4) The SCOTUS makes blatantly unconstitutional decisions all the time. They're every bit as corrupt as Congress, if not more so.
Give me Classic Slashdot or give me death!
Which is the goal of the corporate oligarchy that passes for government these days. Frankly, most of the world's corporation-governments would be happiest if the internet was a restricted, monitored, toll-road. Of course, the flaw in this plan is the million geek army. Telling millions of technically savvy engineers what to do with their toys is very unlikely to be successful in the long run. It just means that the open source pirate internets arrive faster.
Not that this matters to a congresscritter. They just take their fee for passing the stupid law and move on down the road to retirement and the little secret Swiss bank accounts set up for them by the RIAA and friends as a reward.

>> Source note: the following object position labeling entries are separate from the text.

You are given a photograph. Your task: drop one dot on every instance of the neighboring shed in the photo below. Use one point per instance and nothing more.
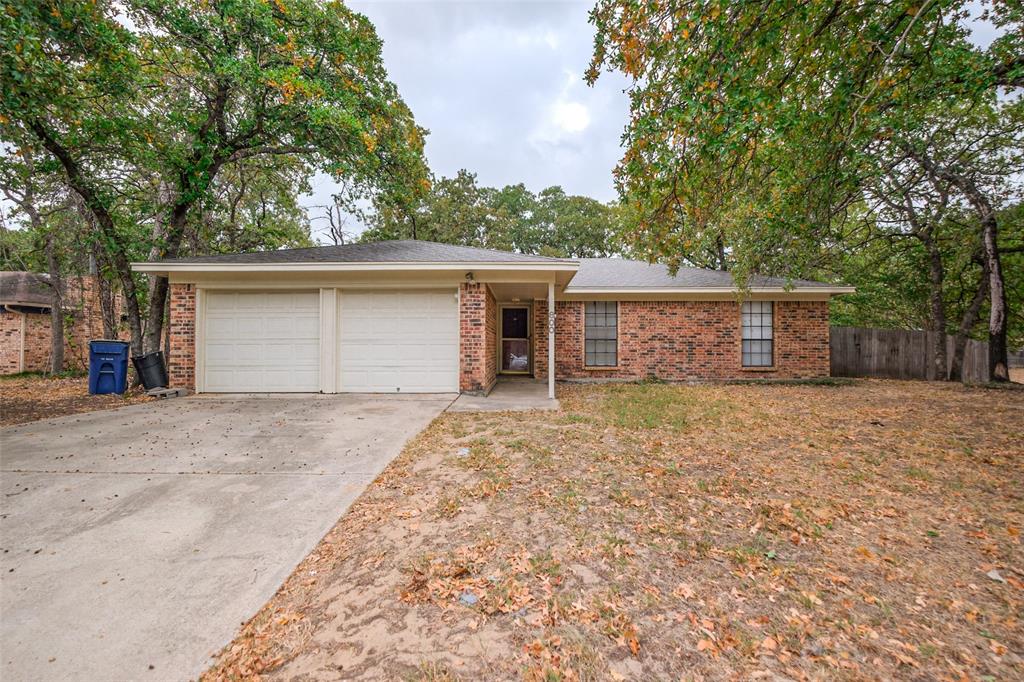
(26, 299)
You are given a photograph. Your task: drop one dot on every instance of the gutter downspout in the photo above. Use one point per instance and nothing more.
(551, 340)
(20, 354)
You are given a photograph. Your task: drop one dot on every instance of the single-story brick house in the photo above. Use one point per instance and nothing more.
(420, 316)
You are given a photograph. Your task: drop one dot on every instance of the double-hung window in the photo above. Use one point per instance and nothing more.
(601, 334)
(757, 336)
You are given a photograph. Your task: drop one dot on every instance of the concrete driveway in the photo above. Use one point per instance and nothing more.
(134, 542)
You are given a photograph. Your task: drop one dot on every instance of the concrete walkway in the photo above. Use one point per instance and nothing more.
(509, 394)
(134, 542)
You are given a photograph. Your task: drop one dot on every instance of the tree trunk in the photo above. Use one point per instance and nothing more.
(998, 363)
(968, 322)
(936, 274)
(111, 240)
(56, 307)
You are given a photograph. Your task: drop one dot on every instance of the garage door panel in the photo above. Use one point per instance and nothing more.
(403, 341)
(261, 341)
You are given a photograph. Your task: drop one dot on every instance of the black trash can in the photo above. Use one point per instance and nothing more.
(108, 367)
(152, 370)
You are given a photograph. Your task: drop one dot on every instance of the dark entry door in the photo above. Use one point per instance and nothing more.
(515, 340)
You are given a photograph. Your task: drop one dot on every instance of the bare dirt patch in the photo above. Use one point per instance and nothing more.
(649, 531)
(28, 398)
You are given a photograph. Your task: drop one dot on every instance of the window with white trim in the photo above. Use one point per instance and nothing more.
(757, 334)
(601, 334)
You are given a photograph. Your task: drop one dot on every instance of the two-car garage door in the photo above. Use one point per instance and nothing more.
(261, 341)
(384, 341)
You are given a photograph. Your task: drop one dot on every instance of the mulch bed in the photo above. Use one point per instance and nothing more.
(28, 398)
(866, 530)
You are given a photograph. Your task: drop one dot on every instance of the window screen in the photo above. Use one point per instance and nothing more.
(601, 326)
(757, 333)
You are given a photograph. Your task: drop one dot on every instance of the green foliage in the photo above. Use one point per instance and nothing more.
(254, 207)
(752, 123)
(457, 210)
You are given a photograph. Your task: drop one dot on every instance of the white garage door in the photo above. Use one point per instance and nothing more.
(404, 341)
(261, 341)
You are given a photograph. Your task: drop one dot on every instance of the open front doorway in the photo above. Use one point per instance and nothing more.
(514, 340)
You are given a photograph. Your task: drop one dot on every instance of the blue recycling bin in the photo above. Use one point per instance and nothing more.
(108, 367)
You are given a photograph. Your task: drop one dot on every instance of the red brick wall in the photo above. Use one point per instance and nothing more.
(477, 335)
(541, 338)
(181, 363)
(491, 373)
(83, 323)
(10, 342)
(689, 340)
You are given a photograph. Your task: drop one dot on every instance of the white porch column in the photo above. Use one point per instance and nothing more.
(329, 341)
(551, 340)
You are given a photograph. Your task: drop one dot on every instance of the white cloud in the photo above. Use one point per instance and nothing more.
(499, 86)
(570, 116)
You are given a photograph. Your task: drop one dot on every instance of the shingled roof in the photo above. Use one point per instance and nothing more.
(593, 273)
(29, 289)
(398, 251)
(623, 273)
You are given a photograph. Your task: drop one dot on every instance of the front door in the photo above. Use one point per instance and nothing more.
(514, 341)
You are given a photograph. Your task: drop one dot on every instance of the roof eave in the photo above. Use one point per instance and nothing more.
(546, 265)
(834, 291)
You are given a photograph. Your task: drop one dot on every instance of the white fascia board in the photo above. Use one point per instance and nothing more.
(584, 291)
(161, 268)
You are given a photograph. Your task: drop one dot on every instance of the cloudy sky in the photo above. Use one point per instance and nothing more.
(500, 87)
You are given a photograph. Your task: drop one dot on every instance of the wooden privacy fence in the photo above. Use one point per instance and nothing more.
(899, 353)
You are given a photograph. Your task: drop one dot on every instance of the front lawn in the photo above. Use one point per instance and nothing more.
(869, 529)
(28, 397)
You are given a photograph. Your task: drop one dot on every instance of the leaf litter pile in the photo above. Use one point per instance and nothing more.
(31, 397)
(865, 530)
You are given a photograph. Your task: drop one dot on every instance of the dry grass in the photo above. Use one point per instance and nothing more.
(652, 531)
(31, 397)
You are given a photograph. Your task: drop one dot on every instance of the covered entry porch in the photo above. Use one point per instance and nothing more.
(510, 393)
(523, 336)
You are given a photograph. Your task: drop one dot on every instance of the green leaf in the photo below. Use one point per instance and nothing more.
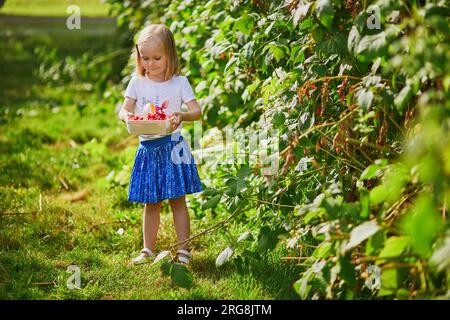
(212, 203)
(209, 192)
(277, 52)
(375, 243)
(389, 282)
(323, 250)
(301, 12)
(371, 46)
(361, 233)
(244, 172)
(246, 236)
(422, 224)
(325, 12)
(224, 256)
(441, 256)
(370, 172)
(364, 200)
(394, 247)
(365, 98)
(267, 240)
(377, 195)
(166, 267)
(181, 276)
(244, 24)
(353, 40)
(161, 256)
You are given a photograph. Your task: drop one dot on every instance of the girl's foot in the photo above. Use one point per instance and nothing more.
(184, 256)
(145, 256)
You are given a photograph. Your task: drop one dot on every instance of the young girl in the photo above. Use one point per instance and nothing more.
(163, 167)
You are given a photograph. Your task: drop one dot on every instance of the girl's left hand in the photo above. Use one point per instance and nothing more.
(175, 120)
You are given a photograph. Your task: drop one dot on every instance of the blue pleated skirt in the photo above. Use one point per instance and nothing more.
(164, 168)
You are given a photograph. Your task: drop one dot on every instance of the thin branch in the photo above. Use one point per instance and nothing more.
(235, 212)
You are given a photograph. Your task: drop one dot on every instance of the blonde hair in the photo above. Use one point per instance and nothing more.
(164, 36)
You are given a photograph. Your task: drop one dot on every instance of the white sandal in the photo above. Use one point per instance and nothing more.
(184, 256)
(145, 256)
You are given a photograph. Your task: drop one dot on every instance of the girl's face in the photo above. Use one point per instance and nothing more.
(153, 60)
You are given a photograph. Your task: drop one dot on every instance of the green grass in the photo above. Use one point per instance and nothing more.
(57, 208)
(54, 8)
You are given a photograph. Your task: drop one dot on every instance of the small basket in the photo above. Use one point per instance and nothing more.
(159, 127)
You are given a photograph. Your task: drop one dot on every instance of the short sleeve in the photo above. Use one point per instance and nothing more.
(187, 94)
(131, 91)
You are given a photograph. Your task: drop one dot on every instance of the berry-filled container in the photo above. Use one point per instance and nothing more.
(142, 124)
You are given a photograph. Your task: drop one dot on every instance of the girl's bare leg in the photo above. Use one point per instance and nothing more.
(181, 219)
(151, 224)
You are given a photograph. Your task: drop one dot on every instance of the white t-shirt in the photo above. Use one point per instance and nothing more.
(173, 92)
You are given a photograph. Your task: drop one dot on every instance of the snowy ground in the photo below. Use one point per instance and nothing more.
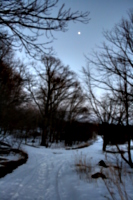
(50, 174)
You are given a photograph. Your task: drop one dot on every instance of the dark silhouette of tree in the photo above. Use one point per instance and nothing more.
(23, 22)
(12, 94)
(58, 92)
(114, 75)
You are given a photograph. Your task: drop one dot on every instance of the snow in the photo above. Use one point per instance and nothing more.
(50, 174)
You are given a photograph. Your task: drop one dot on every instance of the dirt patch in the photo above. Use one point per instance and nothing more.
(7, 166)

Please do not read this sig. Thank you.
SOPA is about control. The web is the one area that the powers that be do not fully control, this legislation provides the mechanism to accomplish that, in much the same way that the true intention of the PATRIOT act was to strip away other rights in the name of security.
Wake up people.
...the Supreme Court is the recognized final authority on what is constitutional and what isn't.
Sort of. In theory they're also the final authority over whether 5+3=9 since if you get sued and there is a disagreement over the math of the settlement they're the last appeal you get. However, it seems a bit silly to say that their ruling in itself makes a mathematical statement true or untrue. They're the judges of constitutionality, but the fact of constitutionality is what it is regardless of what any individual believes.
Also - they're just have one of many roles in the system of checks and balances. I'd say that the executive branch has more power in reality to determine whether something is constitutional, since they're the ones with the guns. They can choose to not uphold a constitutional law, or just quietly break a constitutional one.
Ultimately the whole system only works if everybody is aligned on the basic principles of democracy and liberty. If you have that then the rest is just process. If you don't have that, then the process really is just about how people get oppressed.
"Copyright and computers aren't compatible", I said. "the only way for them to co-exist is for them to break all the computers", I said.
"Pish-tosh," said the naysayers. "You just want free stuff."
"No, really," said I, "I can prove it with math."
"Poppycock." said the naysayers. "What about the needs of the artists? Don't they deserve to be paid for all their hard work?"
"If the artists want to ensure that they get paid for something that can exist on a computer, I helpfully suggest they get paid before doing the work. Y'know, like all really successful creators already do," I helpfully suggested, citing advance payments in the music, movie, and book publishing industries, every single dollar of which already, ultimately, comes from the consumers of said products.
"Otherwise, I suppose they can depend on donations borne of gratitude, which, if you think about it, is really just payment to produce the next work anyway. Either way, though, a copy of a file on a computer is effectively valueless, so selling copies of files on computers is a broken business model. Mark my words, if they try to make this broken business model work, it will have to be by outlawing functioning computers."
"Stuff and nonsense," opined the naysayers. "I shall heed no more of your scurrolous lies. Away with you!"
And so, here we are, about to join China and Iran in the glorious future of online freedom. Naysayers, kindly go fuck yourselves in the eye. I can provide an excellent array of online sources for Yoga instruction and melon-ballers if this proves too difficult for you.